Le choix est prudent : Sandrine Treiner, numéro 2 de France Culture, devient numéro 1. Il était plus que temps pour Mathieu Gallet, en ce jour de conférence de rentrée à Radio France, d’annoncer celui ou celle qui allait succéder à la tête de la station à Olivier Poivre d’Arvor, limogé en juillet. Le patron de Radio France, qui marche sur des œufs, a opté pour la continuité.
Alors que la radio publique se remet à peine de la grève qui a paralysé une partie de ses antennes pendant un mois au printemps et qu’un plan de départs volontaires est toujours d’actualité, Mathieu Gallet n’est toujours pas en odeur de sainteté chez sa ministre de tutelle, Fleur Pellerin. Le limogeage d’Olivier Poivre d’Arvor, un peu trop critique à l’égard de sa direction, s’est réglé par scuds interposés dans la presse. Et si le président de Radio France a été blanchi par l’Inspection générale des finances sur des dépenses jugées exorbitantes, il est encore sous le coup d’une enquête pour favoritisme concernant son mandat à la tête de l’Institut national de l’audiovisuel (INA).
Mieux valait donc ne pas faire de vagues, et la nomination de cette historienne de 50 ans, arrivée aux côtés de son prédécesseur, en 2011, comme directrice adjointe de France Culture en charge de l’éditorial, va dans ce sens.
«Bonne nouvelle», «très légitime», «grande culture», «connaît la maison», «exigence», «une certaine idée du service public» : des mots déjà entendus de la part des collaborateurs de la Maison ronde lors de la nomination de Laurence Bloch à la tête de France Inter il y a un an. Comme pour cette dernière d'ailleurs - ou Laure Adler à France Culture (1999-2005) -, certains pointent une rudesse dans le management ; un reproche que l'on entend rarement quand on évoque la progression d'un homme.
«Ce soir ou jamais»
Mais à la différence de Laurence Bloch, Sandrine Treiner n'a pas fait toute sa carrière au sein de la Maison ronde. Son profil, cependant, semble taillé pour ce qui fait l'essence de la station culturelle : c'est au journal le Monde qu'elle a commencé sa carrière, entre le service Livres et le supplément radio-télévision. Littéraire dans l'âme, «très grande lectrice», selon ses collaborateurs, elle a travaillé pour de nombreuses émissions culturelles de service public : elle dirige l'émission Un livre, un jour dès 1998 sur France 3, puis rejoint Frédéric Taddeï comme rédactrice en chef adjointe de l'émission Ce soir ou jamais.

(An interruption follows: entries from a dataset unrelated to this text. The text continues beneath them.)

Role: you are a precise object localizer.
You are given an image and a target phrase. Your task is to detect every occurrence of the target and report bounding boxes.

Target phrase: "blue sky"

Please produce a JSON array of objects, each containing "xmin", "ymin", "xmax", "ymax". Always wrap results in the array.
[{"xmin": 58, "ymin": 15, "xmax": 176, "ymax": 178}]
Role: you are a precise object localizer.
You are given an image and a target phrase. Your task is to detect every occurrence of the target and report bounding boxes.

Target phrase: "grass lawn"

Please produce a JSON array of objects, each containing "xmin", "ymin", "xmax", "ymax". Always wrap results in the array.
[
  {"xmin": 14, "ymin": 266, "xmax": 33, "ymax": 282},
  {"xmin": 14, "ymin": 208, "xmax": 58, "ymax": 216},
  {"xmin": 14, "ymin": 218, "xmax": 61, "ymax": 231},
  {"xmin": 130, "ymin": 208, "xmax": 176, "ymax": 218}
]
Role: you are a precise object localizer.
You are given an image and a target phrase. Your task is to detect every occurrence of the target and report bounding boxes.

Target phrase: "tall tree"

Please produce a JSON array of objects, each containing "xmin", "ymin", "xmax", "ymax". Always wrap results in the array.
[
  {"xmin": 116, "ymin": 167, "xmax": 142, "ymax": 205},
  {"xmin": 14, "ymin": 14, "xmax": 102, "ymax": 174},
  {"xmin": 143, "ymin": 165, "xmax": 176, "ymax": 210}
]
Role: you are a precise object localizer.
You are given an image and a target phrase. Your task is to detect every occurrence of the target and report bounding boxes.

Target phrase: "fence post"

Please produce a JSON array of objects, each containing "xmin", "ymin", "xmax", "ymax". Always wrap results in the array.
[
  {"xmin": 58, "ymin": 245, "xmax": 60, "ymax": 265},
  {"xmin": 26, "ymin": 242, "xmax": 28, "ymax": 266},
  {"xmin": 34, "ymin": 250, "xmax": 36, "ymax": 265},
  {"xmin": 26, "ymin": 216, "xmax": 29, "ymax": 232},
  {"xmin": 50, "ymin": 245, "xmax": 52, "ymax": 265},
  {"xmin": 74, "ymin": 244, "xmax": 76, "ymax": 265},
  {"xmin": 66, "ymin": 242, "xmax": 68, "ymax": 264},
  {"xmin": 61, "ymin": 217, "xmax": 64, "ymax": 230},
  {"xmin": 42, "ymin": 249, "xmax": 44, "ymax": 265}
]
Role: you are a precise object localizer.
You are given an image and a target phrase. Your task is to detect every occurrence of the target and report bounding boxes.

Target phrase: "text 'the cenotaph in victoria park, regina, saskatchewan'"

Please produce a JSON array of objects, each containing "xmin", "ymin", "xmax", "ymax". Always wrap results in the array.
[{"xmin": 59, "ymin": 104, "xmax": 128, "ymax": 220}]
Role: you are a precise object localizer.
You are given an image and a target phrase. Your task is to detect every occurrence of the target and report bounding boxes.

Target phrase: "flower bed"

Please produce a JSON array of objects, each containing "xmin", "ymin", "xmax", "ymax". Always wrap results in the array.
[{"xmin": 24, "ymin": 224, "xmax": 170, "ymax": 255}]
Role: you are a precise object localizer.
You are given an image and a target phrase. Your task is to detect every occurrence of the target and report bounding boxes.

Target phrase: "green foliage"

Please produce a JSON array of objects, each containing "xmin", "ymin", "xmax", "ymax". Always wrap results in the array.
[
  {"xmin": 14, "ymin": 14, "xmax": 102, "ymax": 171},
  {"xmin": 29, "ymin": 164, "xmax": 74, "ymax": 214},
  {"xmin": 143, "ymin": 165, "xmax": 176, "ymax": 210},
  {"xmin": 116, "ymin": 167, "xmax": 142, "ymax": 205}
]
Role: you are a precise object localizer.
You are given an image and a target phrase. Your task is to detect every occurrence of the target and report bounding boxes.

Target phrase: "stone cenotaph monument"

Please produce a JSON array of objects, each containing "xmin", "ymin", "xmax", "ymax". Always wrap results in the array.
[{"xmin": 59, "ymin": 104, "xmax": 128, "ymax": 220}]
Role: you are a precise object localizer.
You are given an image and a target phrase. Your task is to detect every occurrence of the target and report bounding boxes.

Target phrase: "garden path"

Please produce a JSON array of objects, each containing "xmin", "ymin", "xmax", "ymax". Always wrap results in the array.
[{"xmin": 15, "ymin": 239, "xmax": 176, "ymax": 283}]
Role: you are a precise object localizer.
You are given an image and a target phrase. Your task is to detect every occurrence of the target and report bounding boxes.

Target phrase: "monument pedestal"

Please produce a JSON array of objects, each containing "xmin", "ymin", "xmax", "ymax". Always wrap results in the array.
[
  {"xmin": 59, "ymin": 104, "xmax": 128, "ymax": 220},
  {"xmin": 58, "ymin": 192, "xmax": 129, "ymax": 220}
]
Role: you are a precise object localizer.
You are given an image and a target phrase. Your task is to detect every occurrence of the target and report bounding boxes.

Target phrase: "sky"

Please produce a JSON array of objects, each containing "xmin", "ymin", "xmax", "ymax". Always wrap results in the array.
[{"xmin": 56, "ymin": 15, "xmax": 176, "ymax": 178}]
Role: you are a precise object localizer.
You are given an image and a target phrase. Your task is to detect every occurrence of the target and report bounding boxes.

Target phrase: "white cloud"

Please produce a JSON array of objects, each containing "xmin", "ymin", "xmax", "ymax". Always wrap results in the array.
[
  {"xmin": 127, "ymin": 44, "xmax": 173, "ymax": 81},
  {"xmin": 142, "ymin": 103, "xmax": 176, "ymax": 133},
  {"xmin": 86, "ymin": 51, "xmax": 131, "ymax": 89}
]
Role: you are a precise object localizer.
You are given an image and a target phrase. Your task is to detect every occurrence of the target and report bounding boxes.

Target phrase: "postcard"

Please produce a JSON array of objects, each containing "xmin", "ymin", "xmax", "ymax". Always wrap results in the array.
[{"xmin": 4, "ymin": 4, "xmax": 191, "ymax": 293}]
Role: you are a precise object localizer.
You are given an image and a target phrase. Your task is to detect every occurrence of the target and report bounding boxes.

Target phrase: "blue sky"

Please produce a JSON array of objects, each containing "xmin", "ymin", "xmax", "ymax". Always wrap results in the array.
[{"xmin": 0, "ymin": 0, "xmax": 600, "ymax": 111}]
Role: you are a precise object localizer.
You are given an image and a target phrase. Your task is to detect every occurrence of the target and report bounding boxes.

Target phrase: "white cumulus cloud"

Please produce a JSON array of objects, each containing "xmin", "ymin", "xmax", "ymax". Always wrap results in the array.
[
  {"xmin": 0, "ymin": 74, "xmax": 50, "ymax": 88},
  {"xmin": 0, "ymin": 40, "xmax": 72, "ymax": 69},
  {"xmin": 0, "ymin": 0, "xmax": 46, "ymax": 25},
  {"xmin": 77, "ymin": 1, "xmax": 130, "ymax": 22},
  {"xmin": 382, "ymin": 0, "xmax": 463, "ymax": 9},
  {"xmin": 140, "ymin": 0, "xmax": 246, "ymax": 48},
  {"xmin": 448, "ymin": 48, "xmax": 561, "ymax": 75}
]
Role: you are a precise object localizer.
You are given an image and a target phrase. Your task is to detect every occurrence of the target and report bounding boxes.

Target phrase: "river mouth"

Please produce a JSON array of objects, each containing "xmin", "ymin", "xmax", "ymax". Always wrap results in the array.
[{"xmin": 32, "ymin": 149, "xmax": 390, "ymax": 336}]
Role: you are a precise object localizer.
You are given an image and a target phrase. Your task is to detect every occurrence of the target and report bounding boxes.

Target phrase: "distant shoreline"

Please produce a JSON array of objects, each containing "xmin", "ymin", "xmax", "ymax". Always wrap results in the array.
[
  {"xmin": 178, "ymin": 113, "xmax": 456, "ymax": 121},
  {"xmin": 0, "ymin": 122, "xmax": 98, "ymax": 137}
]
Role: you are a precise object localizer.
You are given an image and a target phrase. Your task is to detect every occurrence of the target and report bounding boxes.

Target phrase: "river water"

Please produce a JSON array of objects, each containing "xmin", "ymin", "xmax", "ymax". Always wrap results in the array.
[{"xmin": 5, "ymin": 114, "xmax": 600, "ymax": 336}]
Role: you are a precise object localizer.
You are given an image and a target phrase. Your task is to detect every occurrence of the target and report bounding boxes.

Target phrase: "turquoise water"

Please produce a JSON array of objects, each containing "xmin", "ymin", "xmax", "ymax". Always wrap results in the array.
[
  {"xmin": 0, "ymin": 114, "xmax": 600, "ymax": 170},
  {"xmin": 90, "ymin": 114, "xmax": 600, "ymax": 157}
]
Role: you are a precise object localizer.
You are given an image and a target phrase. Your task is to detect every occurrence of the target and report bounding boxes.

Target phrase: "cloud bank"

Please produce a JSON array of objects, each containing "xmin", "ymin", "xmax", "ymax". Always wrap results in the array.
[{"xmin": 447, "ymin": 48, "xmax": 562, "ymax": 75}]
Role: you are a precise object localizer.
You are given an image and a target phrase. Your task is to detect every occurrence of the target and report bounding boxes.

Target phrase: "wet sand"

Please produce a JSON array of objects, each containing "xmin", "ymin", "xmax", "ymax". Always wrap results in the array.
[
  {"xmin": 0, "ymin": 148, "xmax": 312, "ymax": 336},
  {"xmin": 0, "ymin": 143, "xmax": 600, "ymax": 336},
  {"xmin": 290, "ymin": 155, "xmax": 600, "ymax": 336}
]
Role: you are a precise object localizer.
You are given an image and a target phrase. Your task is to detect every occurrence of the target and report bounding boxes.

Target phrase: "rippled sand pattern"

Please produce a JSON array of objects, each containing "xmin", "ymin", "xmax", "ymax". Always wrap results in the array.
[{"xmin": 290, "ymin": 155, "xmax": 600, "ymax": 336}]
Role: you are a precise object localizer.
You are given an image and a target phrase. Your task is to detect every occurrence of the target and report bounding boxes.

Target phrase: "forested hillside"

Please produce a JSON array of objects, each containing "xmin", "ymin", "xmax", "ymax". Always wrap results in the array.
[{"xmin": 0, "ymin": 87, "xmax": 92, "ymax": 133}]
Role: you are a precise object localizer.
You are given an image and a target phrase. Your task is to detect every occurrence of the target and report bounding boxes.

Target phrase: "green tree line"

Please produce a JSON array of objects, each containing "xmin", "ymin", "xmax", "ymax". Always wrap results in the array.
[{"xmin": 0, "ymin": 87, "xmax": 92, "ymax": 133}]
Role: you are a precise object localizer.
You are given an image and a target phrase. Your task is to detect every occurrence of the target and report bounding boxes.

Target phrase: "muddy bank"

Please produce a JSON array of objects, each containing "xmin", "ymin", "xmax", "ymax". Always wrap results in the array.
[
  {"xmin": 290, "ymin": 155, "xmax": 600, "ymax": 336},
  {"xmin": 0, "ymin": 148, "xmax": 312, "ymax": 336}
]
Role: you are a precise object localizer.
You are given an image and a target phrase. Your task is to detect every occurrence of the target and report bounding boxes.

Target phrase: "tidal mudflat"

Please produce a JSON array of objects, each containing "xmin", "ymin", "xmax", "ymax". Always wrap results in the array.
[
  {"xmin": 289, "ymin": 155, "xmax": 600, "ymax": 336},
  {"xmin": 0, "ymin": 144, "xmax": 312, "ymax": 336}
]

Elle réalise par ailleurs plusieurs documentaires culturels pour la télévision et un moyen métrage de cinéma adapté d'Inconnu à cette adresse, de Kathrine Kressmann Taylor, diffusé sur France 3. Quant à sa capacité à épouser la dimension internationale de la station de service public, elle peut la puiser dans son expérience de rédactrice en chef des magazines de la culture à France 24. Elle est aussi l'auteure de plusieurs ouvrages, dont le très remarqué l'Idée d'une tombe sans nom, paru en 2013 chez Grasset, un roman qui explore, à partir d'une photo, les traces d'une jeune juive éliminée par le pouvoir stalinien.
«Ça a été une directrice adjointe assez exceptionnelle. Elle sait ce que c'est de faire une émission, ça lui donne un vrai plus», se félicite Caroline Broué, productrice de l'émission de débat la Grande Table. «C'est d'abord quelqu'un qui se vit journaliste, en lien avec l'actualité», ajoute - et regrette un peu - un confrère de la station. Si la radio n'est pas sa vocation première, cette auditrice de longue date de France Culture «a montré un goût pour se plonger dans la mécanique de la radio au quotidien», assure un autre de ses proches collaborateurs.
Premier boulet
Au-delà de ce parcours, les chaises musicales de l'été lui ont, elles aussi, été favorables. Le transfert de l'animateur et producteur des Matins de France Culture, Marc Voinchet, à la direction de France Musique, où officiait jusque-là Marie-Pierre de Surville, avait ébranlé la promesse de parité faite par Gallet à son arrivée.
Mais aux circonstances compliquées de sa nomination s'ajoute pour Sandrine Treiner un premier boulet : après un record historique à 2,3 % d'audience cumulée au début de l'année, la station a pâti de la grève, retombant à 1,8 %. Pour remonter, la nouvelle équipe mise sur l'arrivée de Guillaume Erner (ex-Service public sur France Inter) aux Matins et le nouveau tandem formé par Mathilde Serrell (Canal +) et Martin Quenehen (Une vie, une œuvre, Culture) sur l'autre tranche cruciale de 19 heures.